Но Иза не стала делиться с дочерью своей печалью. Эйла вытерла глаза и вновь отправилась за водой. На этот раз, опуская в лужу сосуд, она отвернулась от зеркальной глади.

Позднее, на исходе дня, Эйла, стоя на опушке леса, смотрела сквозь заросли на поляну перед пещерой. Несколько человек копошились у входа – они переговаривались, занимаясь своими делами. Эйла поправила двух убитых кроликов, которые висели у нее на плече, бросила тревожный взгляд на заткнутую за пояс пращу и спрятала ее в складках накидки. Но, внезапно передумав, она вытащила оружие на всеобщее обозрение. Нерешительно переминаясь с ноги на ногу, Эйла не сводила глаз с пещеры. «Бран сказал, я могу охотиться, – убеждала она себя. – Не зря же они справили ритуал. И объявили меня Женщиной, Которой Дозволено Охотиться». Набравшись смелости, Эйла гордо вздернула подбородок и вышла из своего зеленого укрытия.

Люди, суетившиеся около пещеры, вылупив глаза уставились на молодую женщину с двумя кроликами на плече. Казалось, им не выйти из оцепенения до скончания дней. Наконец, оправившись от первого потрясения, люди осознали, что погрешили против правил поведения, и начали торопливо отворачиваться. Лицо Эйлы пылало, но она шла прямиком к проему, словно не замечая того, что творится вокруг. Выйдя, наконец, из-под обстрела изумленных взглядов, которые исподтишка бросали на нее соплеменники, она вздохнула с облегчением. В полумраке пещеры было намного проще не обращать внимания на любопытных.

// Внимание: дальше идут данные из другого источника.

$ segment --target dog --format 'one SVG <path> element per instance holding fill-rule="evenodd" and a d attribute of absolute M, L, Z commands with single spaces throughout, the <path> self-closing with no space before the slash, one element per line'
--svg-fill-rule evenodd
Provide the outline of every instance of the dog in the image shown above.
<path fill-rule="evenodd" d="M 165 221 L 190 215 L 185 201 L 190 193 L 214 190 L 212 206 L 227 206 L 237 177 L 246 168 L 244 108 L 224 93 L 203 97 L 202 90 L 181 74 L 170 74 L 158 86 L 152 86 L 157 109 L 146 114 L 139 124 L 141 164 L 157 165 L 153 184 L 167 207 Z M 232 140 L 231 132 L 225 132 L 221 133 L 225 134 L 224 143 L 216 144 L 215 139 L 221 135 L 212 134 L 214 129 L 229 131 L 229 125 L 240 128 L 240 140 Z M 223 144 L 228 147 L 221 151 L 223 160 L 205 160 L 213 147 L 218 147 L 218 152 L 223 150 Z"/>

Когда Эйла приблизилась к очагу, Иза вытаращила глаза от изумления. Но она быстро взяла себя в руки и отвернулась, ни словом не упомянув про добычу Эйлы. Целительница не знала, как к этому отнестись. Креб, сидевший поодаль на медвежьей шкуре, так погрузился в свои размышления, что вообще не заметил Эйлу. На самом деле он прекрасно видел, как она вошла в пещеру, но, прежде чем она оказалась у очага, шаман успел придать своему лицу отсутствующее выражение. Окруженная всеобщим молчанием, Эйла робко положила кроликов около огня. Но тут вбежала Уба. Увидев кроликов, девочка вовсе не пришла в замешательство.